Die beiden Ausstellungen laufen zufällig parallel und zeigen partiell dieselben Themen. Dass sie dennoch auf komplexe und spannende Art verschieden sind, versöhnt mit dem Bedauern, dass die unkoordinierte Doppelpräsenz die fällige grosse Retrospektive hinauszögert. Es sind nicht nur die unterschiedlichen Museumsräume, nicht nur das Breitgefächerte in Thun und das punktuell Beleuchtete in Zürich, welche die weich kopierten, weiss-grau-schwarzen Aufnahmen hier und dort anders erscheinen lassen. Die Räume in Zürich sind grosszügiger und klarer in ihrer Definition, lassen den weich-kantigen Formen der afrikanischen Wüste und den geometrischen Reliefs der Weltgrosstädte (Mexico, Chicago, Tokyo) Raum sich als eigenständige Identitäten zu entfalten. Dadurch werden Stadt und Wüste, Zivilisation und unberührte Weltgegend formal und inhaltlich zum starken Kontrast. Nicht im Sinne von „gut und böse“ – Burkhard ist Ästhet, nicht Meinungsinterpret – aber doch als Ausdruck von Härte, als je radikal Anderes.

In Thun hingegen sperrt sich alles gegen eine solche Sachlichkeit: Die verschachtelten Räume, die breitere Themenwahl mit Wüste, Stadt, Berg, Meer, Tier und Landschaft und last but not least der geographische Ort der Ausstellung selbst. Thun, landschaftsbezogen und umgeben von Bergen, ist nicht die Business-Stadt Zürich. Die Disposition, welche die Besucher in die Ausstellung mitbringen, ist hier und dort a priori anders. Und alles zusammen ergibt für Zürich einen analytischen, Präzision sichtbar machenden Ansatz der burkhardschen Welt-Fotografie-Sicht und für Thun einen eminent emotionalen, der Begriffe wie Kosmos, Welthaut, All-umfassend sehr viel stärker betont. Vielleicht sogar in überdimensioniertem Mass. Denn mit zur Thuner Ausstellung gehört auch ein 35mm-Film, den Burkhard – zusammen mit Pio Corradi als Kameramann – im vergangenen Jahr auf Flügen über Namibias Wüsten aufgenommen hat und nun als Endlosband in Slow Motion zeigt; begleitet von sphärischer Musik von Mich Gerber. Kaum ist man in der Dunkelkammer, wird man von einem gewaltigen emotionalen Schauder geschüttelt und meint fortan für alle Zeit zu wissen, was „schön“ heisst. So berührend ist die Kraft der langsam vorbeiziehenden Sanddünen und der scheinbar aus den Bildern aufsteigenden Musik.

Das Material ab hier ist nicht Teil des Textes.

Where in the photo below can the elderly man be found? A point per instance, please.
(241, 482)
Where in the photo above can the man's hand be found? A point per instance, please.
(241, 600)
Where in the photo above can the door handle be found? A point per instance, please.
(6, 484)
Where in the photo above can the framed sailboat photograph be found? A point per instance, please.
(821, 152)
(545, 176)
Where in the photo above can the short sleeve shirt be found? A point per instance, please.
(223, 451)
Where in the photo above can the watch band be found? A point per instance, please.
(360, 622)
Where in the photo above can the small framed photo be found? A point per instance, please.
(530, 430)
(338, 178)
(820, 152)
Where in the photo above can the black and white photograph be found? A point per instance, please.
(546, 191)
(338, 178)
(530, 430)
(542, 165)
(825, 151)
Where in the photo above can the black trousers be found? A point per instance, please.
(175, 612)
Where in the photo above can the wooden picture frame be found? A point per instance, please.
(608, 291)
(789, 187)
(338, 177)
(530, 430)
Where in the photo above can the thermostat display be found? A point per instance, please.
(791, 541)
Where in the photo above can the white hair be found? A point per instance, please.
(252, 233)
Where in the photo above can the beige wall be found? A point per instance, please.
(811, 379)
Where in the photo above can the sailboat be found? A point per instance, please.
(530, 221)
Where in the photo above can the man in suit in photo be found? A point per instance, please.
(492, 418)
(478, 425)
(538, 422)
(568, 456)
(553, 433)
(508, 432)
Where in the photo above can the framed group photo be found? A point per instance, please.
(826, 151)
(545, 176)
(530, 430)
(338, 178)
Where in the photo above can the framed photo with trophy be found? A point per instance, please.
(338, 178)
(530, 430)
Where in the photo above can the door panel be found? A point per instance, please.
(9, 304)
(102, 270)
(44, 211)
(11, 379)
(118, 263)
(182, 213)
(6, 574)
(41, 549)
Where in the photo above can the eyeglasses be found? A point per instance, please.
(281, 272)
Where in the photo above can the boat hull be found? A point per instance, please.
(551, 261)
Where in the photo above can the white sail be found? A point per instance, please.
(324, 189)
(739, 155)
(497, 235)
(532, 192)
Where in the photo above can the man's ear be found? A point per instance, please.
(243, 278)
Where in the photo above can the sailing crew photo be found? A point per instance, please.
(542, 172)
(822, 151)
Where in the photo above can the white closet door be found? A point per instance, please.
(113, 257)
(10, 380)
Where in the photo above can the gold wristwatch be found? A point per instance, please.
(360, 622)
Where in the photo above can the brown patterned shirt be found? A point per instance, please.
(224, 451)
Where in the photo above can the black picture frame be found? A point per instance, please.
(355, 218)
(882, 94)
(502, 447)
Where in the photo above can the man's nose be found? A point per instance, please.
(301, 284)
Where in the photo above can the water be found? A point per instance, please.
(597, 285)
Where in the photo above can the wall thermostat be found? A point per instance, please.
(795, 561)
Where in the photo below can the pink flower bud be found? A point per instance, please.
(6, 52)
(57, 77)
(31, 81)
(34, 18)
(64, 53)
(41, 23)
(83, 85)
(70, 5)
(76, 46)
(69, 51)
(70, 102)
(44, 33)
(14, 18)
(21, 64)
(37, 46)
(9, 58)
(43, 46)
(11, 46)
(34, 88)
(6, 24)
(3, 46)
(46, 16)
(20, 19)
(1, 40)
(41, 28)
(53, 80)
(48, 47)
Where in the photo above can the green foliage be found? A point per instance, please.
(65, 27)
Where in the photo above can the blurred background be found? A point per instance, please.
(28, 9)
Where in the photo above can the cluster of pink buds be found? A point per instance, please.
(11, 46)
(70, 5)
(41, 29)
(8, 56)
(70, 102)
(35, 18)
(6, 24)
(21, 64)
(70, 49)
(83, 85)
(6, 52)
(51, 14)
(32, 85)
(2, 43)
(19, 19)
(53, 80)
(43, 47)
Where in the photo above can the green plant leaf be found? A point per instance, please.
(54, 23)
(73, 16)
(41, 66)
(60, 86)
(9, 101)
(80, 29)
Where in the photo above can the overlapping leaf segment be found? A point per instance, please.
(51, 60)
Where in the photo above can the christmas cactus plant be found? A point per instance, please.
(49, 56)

Benommen vom Erlebnis, kann man sich erst nach einer Weile wieder auf Fotografie einlassen, merkt jetzt, dass man vom Elefanten im Film-Vorraum im Moment nur die Haut wahrnimmt und überträgt die Struktur auf die Sanddünen, auf die Felsspuren in den verschneiten Bergmassiven der Alpen und dann auch auf die Vegetation in den kargen, schottigen Hügel-Landschaften und die Strassen-Furchen zwischen den Häuserzeilen in den bildfüllenden Grossstädten. Das Landschaftliche, das Balthasar Burkhards Schaffen charakterisiert, wird als Erdhaut fassbar und zugleich als Metapher der Gleichzeitigkeit von Makro- und Mikrokosmos.

Der Charakter der Zürcher Ausstellung wird zusätzlich durch eine Art „Coup“ bestimmt. Bei Recherchen in Zürcher Amtshäusern hatte der Künstler David Ireland 1990 Fotografien des Ballonfahrers Spelterini aus dem Jahre 1904 entdeckt, die Sanddünen und Grossstädte zeigen. „Das Entzücken, das sich … auf seinem (Burkhards) Gesicht ausbreitete, als ich ihm die Aufnahmen zeigte, werde ich nicht so schnell vergessen“, schreibt Marie-Louise Lienhard im Katalog. Die aussergewöhnlichen Aufnahmen bilden nun eine Art „Vorspann“ – auf Kontinuum und Wandel verweisend.